Remember when Allegaeon launched a crowdfunding campaign on Patreon a while back? The one where everyone completely lost their mind over it? The one where everyone called Allegaeon a bunch of sellouts who need to quit begging for money and ‘just play music?’ Yeah, I remember that, too. And, while I don’t want to write an article encouraging you to stop being an asshole to bands looking for supplemental income, the topic of making a living as a musician has always intrigued me.
During my daily Twitter troll, a Tweet from Chris Barnes caught my eye: ‘….0049 of 1 cent per stream’ was his response to a question about Spotify royalties. I thought it had to be a pot-induced typo, so I did some investigating on streaming royalties-and income sources altogether. It’s insane how very little the average band makes from their art.
Before I begin down this path, know these things:
- I’m not advocating for- or against- streaming music. I stream all the time. I also, however, do what I can to support the bands I love. Merch, tickets, albums, you get the idea. I often court would-be keepers on YouTube. If I like the band, I’ll buy their stuff.
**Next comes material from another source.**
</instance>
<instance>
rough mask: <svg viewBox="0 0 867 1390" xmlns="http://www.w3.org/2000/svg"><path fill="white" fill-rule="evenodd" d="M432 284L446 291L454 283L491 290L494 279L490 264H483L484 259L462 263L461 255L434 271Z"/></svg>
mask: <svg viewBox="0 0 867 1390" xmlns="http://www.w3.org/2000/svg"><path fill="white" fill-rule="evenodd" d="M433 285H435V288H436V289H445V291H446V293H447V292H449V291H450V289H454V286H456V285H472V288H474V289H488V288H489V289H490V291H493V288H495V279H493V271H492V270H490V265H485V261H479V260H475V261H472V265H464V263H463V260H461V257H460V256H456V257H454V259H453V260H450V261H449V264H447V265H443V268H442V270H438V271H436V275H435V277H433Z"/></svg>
- I’m not saying that bands don’t make enough, nor am I inferring that streaming services-or Spotify, specifically, are evil. It’s none of my business. It should go without saying ,though, that Metallica makes more than Mastodon, who makes more than Allegaeon. All three are good, but one end of the spectrum flies in a private jet, the other probably goes Greyhound. It’s all about fan base.
- I know there is more to a band’s income than cash made from streaming their music. I’m not stupid. But I also think it is a reasonable litmus for how much labels and services can usurp from the band’s balance sheet. There are a million metal bands today, and just as many labels. To say that the competition is fierce, would be a gross understatement.
- I know nothing about the industry. I’m just regurgitating what I’ve learned. No matter how brutal a band is, they still need to eat. Music can equal business, so relax…
There are so many factors that actually go into this, that it is almost impossible to decode without being a lawyer. I had originally found a Forbes article on the matter, but it gave me a headache at about the third paragraph. Luckily, The Guardian put out a piece that summarizes most of this in an infographic. Information is Beautiful created the visual, and can be viewed in its entirety here: https://www.theguardian.com/technology/2015/apr/03/how-much-musicians-make-spotify-itunes-youtube#img-2
The visual isn’t completely perfect. As the article states, there are some assumptions about the artists that need to be made. It applies to performing musicians, and does not take into account specifics such as songwriting royalties-but I’m fairly confident that metal bands, or at least the vast majority of metal bands, write their own music. N’SYNC be damned. It also doesn’t take into account the specifics of the contract, but an average will do the trick for the purpose of this article. The graphic shows how much activity needs to happen for the band to make minimum wage.
This graphic covers album sales. In a nutshell, a signed artist needs to sell 547 albums a month on iTunes to pull down just over a grand. See how the others break down:
The second graphic highlights streaming revenue from Spotify. There are more examples, but since our friend, Chris, was talking about Spotify, we’ll flash that pic. Same gist: for a signed artist to make minimum wage, they must hit 1,117,021 streams ($0.0011 per stream-actually Chris’ contract is above-average). Unsigned artists only have to hit a measly 180,000. And as a side fact: only 2% of signed Spotify artists actually hit the minimum-wage payout. See below:
To make my point and shut up, I think it’s fair to say that many of the bands we love aren’t getting rich entertaining us. I tread very lightly when it comes to tossing around the S-Word: Sellout. I also think it’s safe to say that the love of making music, and the camaraderie of the band-fan interface, keeps these people on stage-or in the studio. I’ve always wanted to be a rock star, but feeding my family with a desk job seems the better fit for now. Metal is either our friend or it isn’t. Make peace with the fact that these people need to eat after shredding.